What is less easy to see is that the organisation itself will generate disorder as energy is expended to accomplish things (the second law of thermodynamics). It doesn't matter how 'good' or 'bad' the organisation is or what type
it is. Expending energy to get things done creates entropy. Disorder will be generated and you, its inhabitants, will experience the effects. So the problem becomes how to consistently re-assert order into the organisational environment. Most organisations will have a VISON, a STRATEGY, PLANS and PROJECTS to get the strategy done - and everyone's individual DELIVERABLES and OBJECTIVES would contribute to completing these projects and programmes.

Personal conundrum
If these elements do not align comfortably, top to bottom and back again, the 'noise', the entropy in the system will be high. You'll recognise it as overwork, re-work, duplication of effort and function, stress and frustration. How these Vision - Strategy - Plans -Objectives are aligned one with the other and communicated ('order' in the organisational environment) will have a huge bearing on the entropy generated and its effect on you.

There is a conundrum in all of this, too. On a personal basis, you will feel as happy as you believe you are accomplishing your goals. 'Noise' de-rails your goal.
Your 'noise to information ratio' dictates how stressed
or distracted you are - but your goals dictate what is information and what is noise. (The 308 research e-mails don't get you to your goal, so they're noise. If your job changes to Head of Research - new goal - they may become information).
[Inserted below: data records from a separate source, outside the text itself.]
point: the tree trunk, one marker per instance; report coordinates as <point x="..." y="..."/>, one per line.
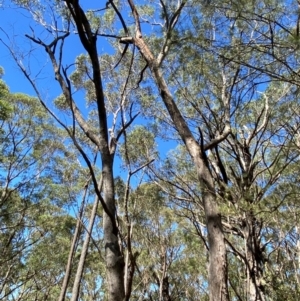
<point x="114" y="258"/>
<point x="255" y="262"/>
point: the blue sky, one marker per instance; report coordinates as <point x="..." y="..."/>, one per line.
<point x="15" y="23"/>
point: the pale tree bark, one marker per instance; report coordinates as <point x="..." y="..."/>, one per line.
<point x="84" y="251"/>
<point x="73" y="247"/>
<point x="113" y="256"/>
<point x="218" y="290"/>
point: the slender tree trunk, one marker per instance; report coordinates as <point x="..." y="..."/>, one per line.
<point x="80" y="267"/>
<point x="73" y="248"/>
<point x="255" y="261"/>
<point x="114" y="258"/>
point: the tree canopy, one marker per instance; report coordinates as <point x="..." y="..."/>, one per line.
<point x="158" y="157"/>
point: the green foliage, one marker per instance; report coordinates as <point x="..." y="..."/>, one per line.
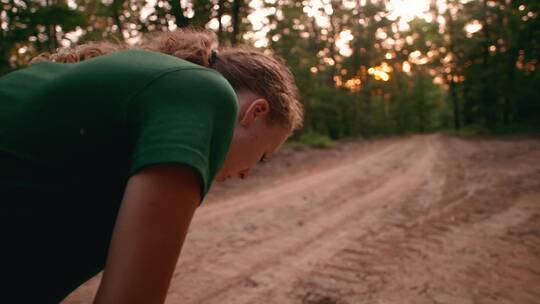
<point x="487" y="80"/>
<point x="311" y="140"/>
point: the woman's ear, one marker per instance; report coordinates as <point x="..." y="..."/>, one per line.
<point x="259" y="108"/>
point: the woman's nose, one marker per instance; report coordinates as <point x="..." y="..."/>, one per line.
<point x="243" y="174"/>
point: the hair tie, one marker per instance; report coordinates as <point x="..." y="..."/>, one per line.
<point x="213" y="57"/>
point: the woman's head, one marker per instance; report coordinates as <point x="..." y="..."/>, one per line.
<point x="269" y="107"/>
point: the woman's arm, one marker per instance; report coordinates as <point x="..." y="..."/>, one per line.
<point x="152" y="223"/>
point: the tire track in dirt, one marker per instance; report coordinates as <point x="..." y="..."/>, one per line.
<point x="424" y="219"/>
<point x="422" y="261"/>
<point x="327" y="225"/>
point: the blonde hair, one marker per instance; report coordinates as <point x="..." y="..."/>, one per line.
<point x="244" y="67"/>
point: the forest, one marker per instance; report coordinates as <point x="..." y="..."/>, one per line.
<point x="364" y="67"/>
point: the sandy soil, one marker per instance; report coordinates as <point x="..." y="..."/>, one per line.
<point x="423" y="219"/>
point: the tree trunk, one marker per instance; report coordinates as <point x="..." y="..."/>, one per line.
<point x="178" y="12"/>
<point x="117" y="6"/>
<point x="455" y="105"/>
<point x="221" y="4"/>
<point x="236" y="21"/>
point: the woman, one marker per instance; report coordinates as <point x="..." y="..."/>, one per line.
<point x="106" y="152"/>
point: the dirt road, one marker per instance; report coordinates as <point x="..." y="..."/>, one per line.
<point x="423" y="219"/>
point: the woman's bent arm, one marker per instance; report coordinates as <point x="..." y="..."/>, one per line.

If you don't have a clear idea of what your goal is (job purpose, deliverables, objective) anything could be information OR noise. Many people who don't have a crystal clear goal talk to everyone, open everything and try to read everything, 'just in case'.

Purpose & payback
1. Identify truly and exactly what your current purpose is in the organisation.
2. Hone it to a precise statement that results in a firm deliverable, that you can measure.
3. Identify as best you can the current Vision, Strategy and Planning.
4. Check your goal to see if it really does fit. Modify it if it doesn't.
5. Ask yourself what is the biggest payback task that will most directly take you to your goal.
6. List the people, things, communications, information, information systems, channels and media that you currently interact with.
7. Side-line, delegate, distribute, cancel as elegantly and constructively as possible all those elements that won't deliver the goal. You do an intuitive version of this anyway when you have a crucial deadline or an emergency.

There are a multitude of techniques and questions that make this a smoother process, but these are the bare bones of a procedure we have used for clients with great success for many years.

It may still not make you want to work 'till your 75, but this selective deletion process will make your interim work more focused, more rewarding, less time consuming and give more life to the work-life balance.